A Pescara un sabato di lutto ma anche di rinascita per gli italo-venezuelani

Domani, sabato 17 marzo, sarà una giornata di lutto solenne, ma anche di "rinascita", per la comunità italo-venezuelana. Due eventi si susseguono nel pomeriggio: alle 15,30 ci sarà nella chiesa San Camillo De Lellis, a Villa Raspa di Spoltore (Pescara), il funerale di Alessandro Neri, il 28enne ucciso 10 giorni fa a Pescara, figlio dell'italo-venezuelana Laura Lamaletto (nella foto sotto a destra, col figlio scomparso). Dalle 19 in poi Giovanni "Johnny" Margiotta, 42 anni, presidente del Comites di Maracaibo fino allo scorso ottobre e consigliere Cram Regione Abruzzo per il Venezuela, inaugura la sua nuova attività in franchising "La Romagnola - originale piadineria", in via Guglielmo Pepe 79/81 a Pescara (di fronte allo stadio). Johnny apre il locale in società con i fratelli: Armando, 51 anni, che sta pure rientrando dal Venezuela, dove ormai non si può vivere più, ed Hector, 48 anni, già rientrato (nella foto d'apertura è a destra con Johnny). I fratelli Margiotta - figli di Giovanni Margiotta senior, presidente della Federazione delle associazioni abruzzesi in Venezuela (scomparso alcuni anni fa) e dell'Associazione di Maracaibo - sono rimpatriati come tantissimi italo-venezuelani, per scappare dalla spaventosa crisi economica che sta colpendo il Paese di adozione dei genitori e nonni.
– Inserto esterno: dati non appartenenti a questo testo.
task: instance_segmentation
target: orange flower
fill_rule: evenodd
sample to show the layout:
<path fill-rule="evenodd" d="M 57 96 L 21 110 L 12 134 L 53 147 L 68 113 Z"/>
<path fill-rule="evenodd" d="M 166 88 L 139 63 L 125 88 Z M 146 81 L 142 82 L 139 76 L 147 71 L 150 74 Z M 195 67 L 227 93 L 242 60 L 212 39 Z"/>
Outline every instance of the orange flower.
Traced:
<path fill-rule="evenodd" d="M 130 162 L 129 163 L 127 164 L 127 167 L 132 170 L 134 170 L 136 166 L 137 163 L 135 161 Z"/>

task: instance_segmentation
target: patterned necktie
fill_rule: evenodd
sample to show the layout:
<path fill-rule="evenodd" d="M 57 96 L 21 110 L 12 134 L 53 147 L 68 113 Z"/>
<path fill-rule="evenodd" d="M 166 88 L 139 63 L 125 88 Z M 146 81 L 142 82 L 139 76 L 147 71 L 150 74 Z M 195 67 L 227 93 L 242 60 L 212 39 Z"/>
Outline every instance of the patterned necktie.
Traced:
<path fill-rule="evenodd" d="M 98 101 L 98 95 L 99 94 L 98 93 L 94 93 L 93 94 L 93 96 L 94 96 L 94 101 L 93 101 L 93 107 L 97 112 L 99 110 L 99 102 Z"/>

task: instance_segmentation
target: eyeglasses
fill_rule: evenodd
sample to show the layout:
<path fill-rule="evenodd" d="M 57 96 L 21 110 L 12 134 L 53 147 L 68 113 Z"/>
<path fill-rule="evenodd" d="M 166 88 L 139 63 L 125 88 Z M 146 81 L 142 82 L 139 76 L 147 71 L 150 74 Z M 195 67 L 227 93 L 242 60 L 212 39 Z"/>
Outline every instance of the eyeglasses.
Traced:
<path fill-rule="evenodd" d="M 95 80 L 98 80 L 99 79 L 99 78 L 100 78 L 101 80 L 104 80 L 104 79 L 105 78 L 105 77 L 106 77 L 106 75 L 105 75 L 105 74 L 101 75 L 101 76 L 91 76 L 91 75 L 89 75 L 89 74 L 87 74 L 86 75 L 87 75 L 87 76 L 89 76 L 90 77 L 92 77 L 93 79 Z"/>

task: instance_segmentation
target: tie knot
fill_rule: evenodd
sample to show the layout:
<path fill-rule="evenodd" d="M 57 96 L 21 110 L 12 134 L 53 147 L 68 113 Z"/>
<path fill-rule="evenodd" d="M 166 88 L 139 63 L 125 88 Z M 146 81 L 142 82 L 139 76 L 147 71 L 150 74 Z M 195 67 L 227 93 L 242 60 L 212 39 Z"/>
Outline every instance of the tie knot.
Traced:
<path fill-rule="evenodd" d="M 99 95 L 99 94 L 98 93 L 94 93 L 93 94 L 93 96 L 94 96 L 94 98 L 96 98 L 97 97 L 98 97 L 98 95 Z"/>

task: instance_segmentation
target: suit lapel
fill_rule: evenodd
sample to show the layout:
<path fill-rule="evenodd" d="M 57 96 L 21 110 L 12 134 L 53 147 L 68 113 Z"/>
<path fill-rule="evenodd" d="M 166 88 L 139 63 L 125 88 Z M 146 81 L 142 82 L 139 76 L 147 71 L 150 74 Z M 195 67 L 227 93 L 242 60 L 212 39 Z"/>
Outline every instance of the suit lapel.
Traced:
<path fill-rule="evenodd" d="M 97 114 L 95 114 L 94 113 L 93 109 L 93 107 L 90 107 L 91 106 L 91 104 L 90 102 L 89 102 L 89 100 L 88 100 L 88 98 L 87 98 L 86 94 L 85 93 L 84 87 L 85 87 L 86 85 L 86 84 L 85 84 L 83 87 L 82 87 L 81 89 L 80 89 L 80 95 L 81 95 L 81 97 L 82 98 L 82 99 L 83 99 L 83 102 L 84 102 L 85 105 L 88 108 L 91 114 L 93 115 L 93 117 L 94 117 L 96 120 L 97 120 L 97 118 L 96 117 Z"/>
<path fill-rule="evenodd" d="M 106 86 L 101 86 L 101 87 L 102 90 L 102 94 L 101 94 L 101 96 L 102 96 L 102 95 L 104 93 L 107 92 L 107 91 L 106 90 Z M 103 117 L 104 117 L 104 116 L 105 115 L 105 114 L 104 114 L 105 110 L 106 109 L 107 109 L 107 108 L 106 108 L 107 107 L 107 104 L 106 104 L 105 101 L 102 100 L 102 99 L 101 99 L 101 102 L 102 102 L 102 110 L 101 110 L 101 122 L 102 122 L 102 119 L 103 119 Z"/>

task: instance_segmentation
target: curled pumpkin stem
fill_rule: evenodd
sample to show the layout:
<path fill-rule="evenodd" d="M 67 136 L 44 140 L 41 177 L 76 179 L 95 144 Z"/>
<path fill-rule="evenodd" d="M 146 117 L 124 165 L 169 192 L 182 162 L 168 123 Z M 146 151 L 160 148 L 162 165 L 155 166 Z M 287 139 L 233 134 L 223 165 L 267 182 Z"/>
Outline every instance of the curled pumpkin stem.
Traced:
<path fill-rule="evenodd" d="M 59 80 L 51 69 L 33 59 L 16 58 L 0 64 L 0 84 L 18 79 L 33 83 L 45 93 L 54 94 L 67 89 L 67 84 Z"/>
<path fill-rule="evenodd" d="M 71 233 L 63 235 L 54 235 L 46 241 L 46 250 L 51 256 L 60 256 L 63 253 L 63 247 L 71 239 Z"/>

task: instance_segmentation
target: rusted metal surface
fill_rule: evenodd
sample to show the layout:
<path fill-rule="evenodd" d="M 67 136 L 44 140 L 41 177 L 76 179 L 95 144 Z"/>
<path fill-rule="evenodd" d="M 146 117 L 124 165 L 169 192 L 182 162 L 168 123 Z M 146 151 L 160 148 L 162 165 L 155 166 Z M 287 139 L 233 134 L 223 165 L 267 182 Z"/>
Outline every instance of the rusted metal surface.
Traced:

E' di ieri la notizia che l'Onu ha riconosciuto ai venezuelani lo status di "rifugiati".

Due storie, quella di Neri e di Margiotta che s'incrociano a Pescara: due famiglie che non si conoscono personalmente ma che l'una sa dell'altra perché entrambe importanti in Venezuela. "Personalmente non ho avuto rapporti specifici con la famiglia di Alessandro - afferma Johnny Margiotta all'Ansa - però ho diversi amici che conoscono queste persone e che le considerano persone perbene, che hanno fatto tanto in Venezuela e tanto anche in Italia, perché in qualche modo riportiamo sempre in Italia una parte del lavoro fatto in Venezuela. Siamo molto scossi e sentire queste notizie ci fa rabbrividire, perché psicologicamente siamo già molto provati - rivela Johnny - Sono rientrato in Italia ad agosto per ritrovare un po' di pace, per stare più a contatto con la semplicità della vita in Abruzzo, dove tutto è tranquillo e genuino. Non so cosa raccontare a mia moglie, venezuelana, alla quale nel luglio scorso dissi di prendere le valigie e andare via, perché in Abruzzo certe cose non le avremmo più vissute, e invece una volta arrivati qui ci siamo trovati a dovere fare i conti con certe notizie".

Sempre L'Ansa ha intervistato pure Maria Claudia Lopez, coordinatrice in Abruzzo di VenEuropa e componente dell'Osservatorio per l'Emigrazione in Regione Abruzzo: "Saremo presenti al funerale di Alessandro, con la bandiera del Venezuela, per rendere omaggio al rapporto che la famiglia Lamaletto ha con la nostra patria d'origine - ha detto la Lopez, amica di amica di famiglia dei genitori di Alessandro -

Come italo-venezuelani che vivono in Abruzzo stiamo anche pensando di dare vita a una fiaccolata, ma vogliamo farla in accordo con la società civile pescarese e nel rispetto dei tempi della famiglia". La comunità italo-venezuelana è è scossa ma anche sotto pressione dai media locali e nazionali: "Questo è il momento di tacere - prosegue la Lopez - ogni sentimento o impressione personale che non aggiunga nulla alle indagini e che si risolva nel pettegolezzo. In questo momento intendiamo esprimere solo cordoglio e sostegno morale a una famiglia alla quale siamo legati da sentimenti di amicizia e dalle origini comuni e naturalmente auspichiamo, in nome dei principi di civiltà e umanità, che la verità possa emergere al più presto".

Nella foto qui sopra a sinistra, la Lopez, seconda da destra, mentre parla a una manifestazione a Pescara per il Venezuela, con, a sinistra, il sindaco Marco Alessandrini e i politici Ricardo Chiavaroli e Carlo Masci, figli di emigrati nel paese sudamericano.